Medea Vs. Lysistrata Essay, Research Paper
Medea vs. Lysistrata ? Contrasting two strong Greek females
Both Medea by Euripides and Lysistrata by Aristophanes illustrate the injustices that women suffered. Each author uses strong-willed characters to protest social situations.
Medea is the victim of divorce. She had no say in her situations, since in ancient Greece men could divorce their wives with the simple announcement of separation. Medea’s husband, Jason, left her when offered the chance to elevate his social status through the marriage of a princess. It is because of society’s rules that Medea was forced into actions that would later bring about her down fall. Society can be held accountable for Medea’s tragedy. Medea endures great suffering and humiliation because of Jason’s divorce. A woman in ancient Greece lived with the constant fear that her husband may someday divorce her. The same was not true for men. No matter how caustic he treated her, a woman could not divorce her husband. It is because of society’s treatment of her that Medea is forced to slay her children Because of society’s rules Medea suffers the loss of her children. It is actually society/Jason’s fault for the death of the children. Medea kills them in the act of protecting them from facing a much crueler fate. Euripides was known speaking out for the suffering. Euripides, a critic of social injustices, used Medea to challenge the way women were treated. Medea, a cunning, strong-minded woman was hurt. She used these attributes to hurt the one(s) that scorned her. Although, society ultimately destroyed her, she was able to demonstrate her strength.

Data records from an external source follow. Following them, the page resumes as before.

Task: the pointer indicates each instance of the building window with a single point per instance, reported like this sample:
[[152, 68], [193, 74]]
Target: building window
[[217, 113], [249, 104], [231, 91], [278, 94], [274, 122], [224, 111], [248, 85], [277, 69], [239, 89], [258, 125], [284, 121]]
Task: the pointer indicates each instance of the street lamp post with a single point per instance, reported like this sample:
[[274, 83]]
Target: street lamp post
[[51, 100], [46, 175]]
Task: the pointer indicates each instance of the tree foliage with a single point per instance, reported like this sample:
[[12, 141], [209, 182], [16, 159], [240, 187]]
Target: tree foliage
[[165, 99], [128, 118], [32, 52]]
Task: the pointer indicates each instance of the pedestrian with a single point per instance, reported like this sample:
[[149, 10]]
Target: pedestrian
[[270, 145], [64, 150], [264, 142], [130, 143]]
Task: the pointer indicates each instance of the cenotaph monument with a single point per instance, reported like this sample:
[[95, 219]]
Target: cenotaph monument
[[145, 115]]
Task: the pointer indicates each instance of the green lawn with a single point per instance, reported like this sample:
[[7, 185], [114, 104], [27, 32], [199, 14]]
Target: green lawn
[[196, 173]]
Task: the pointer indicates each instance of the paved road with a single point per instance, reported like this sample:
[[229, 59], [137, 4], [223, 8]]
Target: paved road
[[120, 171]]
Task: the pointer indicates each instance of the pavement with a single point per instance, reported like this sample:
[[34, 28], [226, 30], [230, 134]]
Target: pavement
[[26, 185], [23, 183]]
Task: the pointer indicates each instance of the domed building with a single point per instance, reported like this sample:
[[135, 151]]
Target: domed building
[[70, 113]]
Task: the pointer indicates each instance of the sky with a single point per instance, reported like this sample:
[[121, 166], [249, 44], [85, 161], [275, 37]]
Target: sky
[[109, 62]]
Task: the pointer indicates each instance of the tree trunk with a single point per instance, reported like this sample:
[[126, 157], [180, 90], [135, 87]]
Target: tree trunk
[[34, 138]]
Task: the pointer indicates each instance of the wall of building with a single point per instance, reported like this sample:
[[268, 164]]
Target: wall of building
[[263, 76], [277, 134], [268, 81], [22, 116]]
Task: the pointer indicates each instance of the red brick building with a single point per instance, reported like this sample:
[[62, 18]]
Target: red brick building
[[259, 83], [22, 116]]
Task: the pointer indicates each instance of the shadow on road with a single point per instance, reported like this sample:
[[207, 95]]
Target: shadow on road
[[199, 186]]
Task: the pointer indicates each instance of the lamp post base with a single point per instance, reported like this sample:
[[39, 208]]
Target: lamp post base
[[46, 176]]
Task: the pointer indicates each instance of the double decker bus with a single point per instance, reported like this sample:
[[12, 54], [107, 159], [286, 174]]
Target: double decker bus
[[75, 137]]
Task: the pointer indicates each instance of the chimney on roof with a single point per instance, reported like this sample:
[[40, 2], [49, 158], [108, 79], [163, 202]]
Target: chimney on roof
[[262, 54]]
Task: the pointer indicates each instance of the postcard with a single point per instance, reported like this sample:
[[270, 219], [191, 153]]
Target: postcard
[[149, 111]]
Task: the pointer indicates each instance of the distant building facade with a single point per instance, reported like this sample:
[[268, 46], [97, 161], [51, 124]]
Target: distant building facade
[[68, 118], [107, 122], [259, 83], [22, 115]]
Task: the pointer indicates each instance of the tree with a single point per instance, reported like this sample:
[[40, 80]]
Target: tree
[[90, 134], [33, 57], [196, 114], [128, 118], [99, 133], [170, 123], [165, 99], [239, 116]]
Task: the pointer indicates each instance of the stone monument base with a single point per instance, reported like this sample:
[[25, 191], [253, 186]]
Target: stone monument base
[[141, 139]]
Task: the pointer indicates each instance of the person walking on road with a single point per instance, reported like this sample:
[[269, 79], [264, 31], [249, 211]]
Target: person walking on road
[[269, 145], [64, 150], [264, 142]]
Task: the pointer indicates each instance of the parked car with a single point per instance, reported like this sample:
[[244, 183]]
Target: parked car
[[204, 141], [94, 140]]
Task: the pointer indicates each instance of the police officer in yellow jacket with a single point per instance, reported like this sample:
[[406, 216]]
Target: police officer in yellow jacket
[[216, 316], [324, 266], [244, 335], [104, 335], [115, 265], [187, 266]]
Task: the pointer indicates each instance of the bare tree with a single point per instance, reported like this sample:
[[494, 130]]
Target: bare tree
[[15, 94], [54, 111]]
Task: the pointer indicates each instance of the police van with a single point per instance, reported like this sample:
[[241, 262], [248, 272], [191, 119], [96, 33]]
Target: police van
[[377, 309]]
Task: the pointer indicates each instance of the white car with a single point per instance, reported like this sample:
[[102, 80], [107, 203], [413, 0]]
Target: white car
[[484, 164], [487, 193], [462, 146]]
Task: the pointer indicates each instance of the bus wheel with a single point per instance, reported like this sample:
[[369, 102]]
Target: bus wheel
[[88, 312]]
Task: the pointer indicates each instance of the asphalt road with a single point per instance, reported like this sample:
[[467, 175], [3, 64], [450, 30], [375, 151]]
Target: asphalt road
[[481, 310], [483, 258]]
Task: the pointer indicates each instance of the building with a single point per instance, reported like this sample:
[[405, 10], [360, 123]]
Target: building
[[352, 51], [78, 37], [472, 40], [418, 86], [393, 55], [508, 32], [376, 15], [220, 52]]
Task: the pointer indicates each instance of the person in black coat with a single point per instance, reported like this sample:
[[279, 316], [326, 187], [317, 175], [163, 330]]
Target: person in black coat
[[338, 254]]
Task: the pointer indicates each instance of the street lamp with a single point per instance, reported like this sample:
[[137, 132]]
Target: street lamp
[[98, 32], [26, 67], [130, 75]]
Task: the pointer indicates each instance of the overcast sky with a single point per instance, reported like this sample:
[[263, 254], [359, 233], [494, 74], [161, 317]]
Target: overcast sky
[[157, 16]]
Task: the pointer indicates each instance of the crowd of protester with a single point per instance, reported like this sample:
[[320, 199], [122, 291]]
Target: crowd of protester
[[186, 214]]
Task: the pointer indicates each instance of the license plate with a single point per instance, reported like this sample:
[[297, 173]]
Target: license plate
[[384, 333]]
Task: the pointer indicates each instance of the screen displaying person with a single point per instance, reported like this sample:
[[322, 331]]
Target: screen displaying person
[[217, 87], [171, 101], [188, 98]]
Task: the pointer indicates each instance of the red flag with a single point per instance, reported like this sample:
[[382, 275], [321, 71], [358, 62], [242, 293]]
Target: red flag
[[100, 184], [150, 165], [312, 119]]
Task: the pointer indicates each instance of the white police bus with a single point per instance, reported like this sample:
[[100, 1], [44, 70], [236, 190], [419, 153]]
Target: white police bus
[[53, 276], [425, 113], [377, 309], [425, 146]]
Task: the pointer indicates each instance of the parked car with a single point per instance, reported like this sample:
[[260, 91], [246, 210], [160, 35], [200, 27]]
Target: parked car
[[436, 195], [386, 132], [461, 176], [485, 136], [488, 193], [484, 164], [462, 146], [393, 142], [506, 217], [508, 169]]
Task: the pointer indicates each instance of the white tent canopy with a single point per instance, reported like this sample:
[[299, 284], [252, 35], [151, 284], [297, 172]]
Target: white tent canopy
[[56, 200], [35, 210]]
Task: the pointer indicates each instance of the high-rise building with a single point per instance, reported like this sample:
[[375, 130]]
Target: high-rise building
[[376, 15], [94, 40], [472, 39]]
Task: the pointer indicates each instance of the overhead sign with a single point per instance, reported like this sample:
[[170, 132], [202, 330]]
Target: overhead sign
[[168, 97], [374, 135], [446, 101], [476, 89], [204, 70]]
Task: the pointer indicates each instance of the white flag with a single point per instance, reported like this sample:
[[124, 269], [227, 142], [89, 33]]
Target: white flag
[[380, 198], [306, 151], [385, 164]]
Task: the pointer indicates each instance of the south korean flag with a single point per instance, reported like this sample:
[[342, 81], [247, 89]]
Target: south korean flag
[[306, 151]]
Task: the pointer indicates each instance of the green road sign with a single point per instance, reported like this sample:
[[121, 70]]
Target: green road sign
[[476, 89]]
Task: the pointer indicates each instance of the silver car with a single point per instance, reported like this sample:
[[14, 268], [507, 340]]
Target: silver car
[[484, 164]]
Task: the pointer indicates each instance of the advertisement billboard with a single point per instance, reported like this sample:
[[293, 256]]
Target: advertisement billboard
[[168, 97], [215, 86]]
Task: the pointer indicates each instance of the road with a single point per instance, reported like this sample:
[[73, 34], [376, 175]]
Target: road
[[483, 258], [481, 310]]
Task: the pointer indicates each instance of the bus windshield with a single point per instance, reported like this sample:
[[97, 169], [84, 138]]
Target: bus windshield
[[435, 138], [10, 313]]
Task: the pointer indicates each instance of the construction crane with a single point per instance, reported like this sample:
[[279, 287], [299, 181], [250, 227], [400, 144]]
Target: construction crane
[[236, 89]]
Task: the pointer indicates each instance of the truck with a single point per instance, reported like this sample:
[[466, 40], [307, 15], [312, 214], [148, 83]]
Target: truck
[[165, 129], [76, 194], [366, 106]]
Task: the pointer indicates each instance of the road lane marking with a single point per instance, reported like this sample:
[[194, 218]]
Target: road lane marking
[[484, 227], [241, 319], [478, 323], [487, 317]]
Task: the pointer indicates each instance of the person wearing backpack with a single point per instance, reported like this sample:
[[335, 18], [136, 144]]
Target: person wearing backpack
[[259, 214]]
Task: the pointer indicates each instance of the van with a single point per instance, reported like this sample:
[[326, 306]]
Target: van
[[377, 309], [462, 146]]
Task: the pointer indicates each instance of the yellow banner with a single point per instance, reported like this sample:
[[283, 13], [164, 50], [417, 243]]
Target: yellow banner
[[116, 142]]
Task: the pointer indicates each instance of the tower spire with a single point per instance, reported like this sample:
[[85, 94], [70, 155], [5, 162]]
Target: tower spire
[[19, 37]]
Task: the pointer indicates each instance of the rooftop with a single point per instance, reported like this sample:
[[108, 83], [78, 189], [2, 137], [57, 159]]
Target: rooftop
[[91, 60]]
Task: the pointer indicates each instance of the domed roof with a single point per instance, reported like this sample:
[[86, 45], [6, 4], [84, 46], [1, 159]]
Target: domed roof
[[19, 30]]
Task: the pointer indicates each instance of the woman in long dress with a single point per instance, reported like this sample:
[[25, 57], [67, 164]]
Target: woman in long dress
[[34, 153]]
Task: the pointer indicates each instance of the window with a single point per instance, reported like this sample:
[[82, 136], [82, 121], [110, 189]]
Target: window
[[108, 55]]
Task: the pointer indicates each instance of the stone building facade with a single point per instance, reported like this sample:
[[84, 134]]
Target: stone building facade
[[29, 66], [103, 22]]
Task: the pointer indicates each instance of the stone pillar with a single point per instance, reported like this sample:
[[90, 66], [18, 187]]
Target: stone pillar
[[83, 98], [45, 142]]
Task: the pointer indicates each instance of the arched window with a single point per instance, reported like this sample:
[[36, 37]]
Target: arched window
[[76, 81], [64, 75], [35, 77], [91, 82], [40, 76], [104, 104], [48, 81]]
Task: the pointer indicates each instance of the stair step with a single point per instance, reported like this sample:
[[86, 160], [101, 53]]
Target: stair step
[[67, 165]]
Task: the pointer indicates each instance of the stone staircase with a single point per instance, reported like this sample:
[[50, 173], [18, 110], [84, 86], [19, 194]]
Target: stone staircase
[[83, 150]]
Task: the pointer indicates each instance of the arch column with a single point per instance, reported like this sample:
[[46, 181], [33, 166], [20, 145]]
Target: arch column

The women of Lysistrata are the casualties of war. These women lost their husbands to war, yet are examples of determination. They refuse to accept the injustice paid to them. Instead, they devised a plan to end the war even though it meant self-sacrifice. Although the plan was not enthusiastically accepted, the women did decide to withhold sex until peace was made. The women finally did succeed in their goal to end the war. The men finally succumb to the to the women’s actions, therefore, ending the war. The women of Lysistrata fought injustice with sexuality.
The disservices women suffered were illustrated in the Greek plays Medea and Lysistrata. Both plays portray women as strong-minded characters faced with great suffering. The difference between the two is in their outcome. Medea, a tragedy, opposes society’s maltreatment of women with the use of counter suffering, involving death and destruction. Lysistrata, a comedy, has characters who use intelligence to overcome social evil. Lysistrata ends positively, whereas Medea does not.